- We upgrade our recommendation on Guinness Anchor Bhd (GAB) from HOLD to BUY with a higher DCF-derived fair value of RM14.20/share, which implies an FY15F PE of 19x.
- Although GAB’s earnings are generally stronger in the 1H, its FY15 interim earnings came in well ahead of both our and consensus estimates (66% vs. the usual 57%).
- GAB reported a 2QFY15 net profit of RM76mil – its highest quarterly earnings in the past eight years – to lift its 1HFY15 earnings to RM131mil. As expected, an interim dividend of 20 sen/share was also declared.
- Management attributes its sequentially stronger performance to higher MLM demand (from year-end festivities and reduction in contraband beers) and better cost management. Its EBITDA margin was a tad higher as net profit growth outpaced that of revenue, at 39% and 33%, respectively.
- The positive volume growth during the quarter was contrary to indications from the consumer sentiment index (as tracked by MIER), which showed waning consumer confidence. The index had recorded a 15-point decline over the same period.

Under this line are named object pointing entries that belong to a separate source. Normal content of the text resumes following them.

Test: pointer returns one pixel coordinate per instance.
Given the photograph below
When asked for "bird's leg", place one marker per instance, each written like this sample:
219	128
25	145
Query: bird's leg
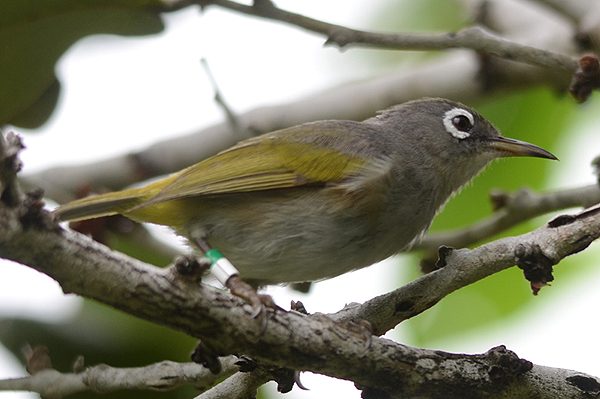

- Cumulatively, GAB’s 1HFY15 revenue and earnings were higher by 11% and 13% YoY. The growth was mainly driven by the recovery in MLM volumes and its favourable pricing structure (March 2014 price hike). We opine that the impact from its premiumisation strategy has yet to flow through given that its EBITDA margin remained flat at 21%.
- At its briefing, management shared that its MLM volumes are on the rebound, having fallen by 6.6% in FY14. The 6% YoY growth in 1HFY15 was led by the better-than-expected sales of its three core brands, namely Tiger, Guinness and Heineken.
- Looking ahead, we expect its earnings momentum to remain intact in 3QFY15 due to:- (1) the seasonal effect of CNY, which occurs a month later this year (19 Feb 2015 vs. 31 Jan 2014); (2) pre-GST loading activities (implementation in April); and (3) the 3%-5% price hike effective 29 Dec 2014.
- That said, we caution that earnings could hit a soft patch in 4QFY15 before picking up again as we expect MLM volumes to decline amidst the uncertainties in the GST rollout. Cognisant of this, management had said that it will increase its brand activation activities to support its volumes ahead.
- Taking into account the aforementioned, we have thus raised GAB’s FY15F-FY17F earnings by 6%-9%. Our parallel increase in its NDPS translates to average yields of 6%. This is based on payout ratios of ~95%.
- Having retraced by 40% from its high in June 2013, the stock is currently trading at a forward PE of 17x, its 5-year mean. We believe a premium is justified given the stock’s resilient earnings profile and attractive yields.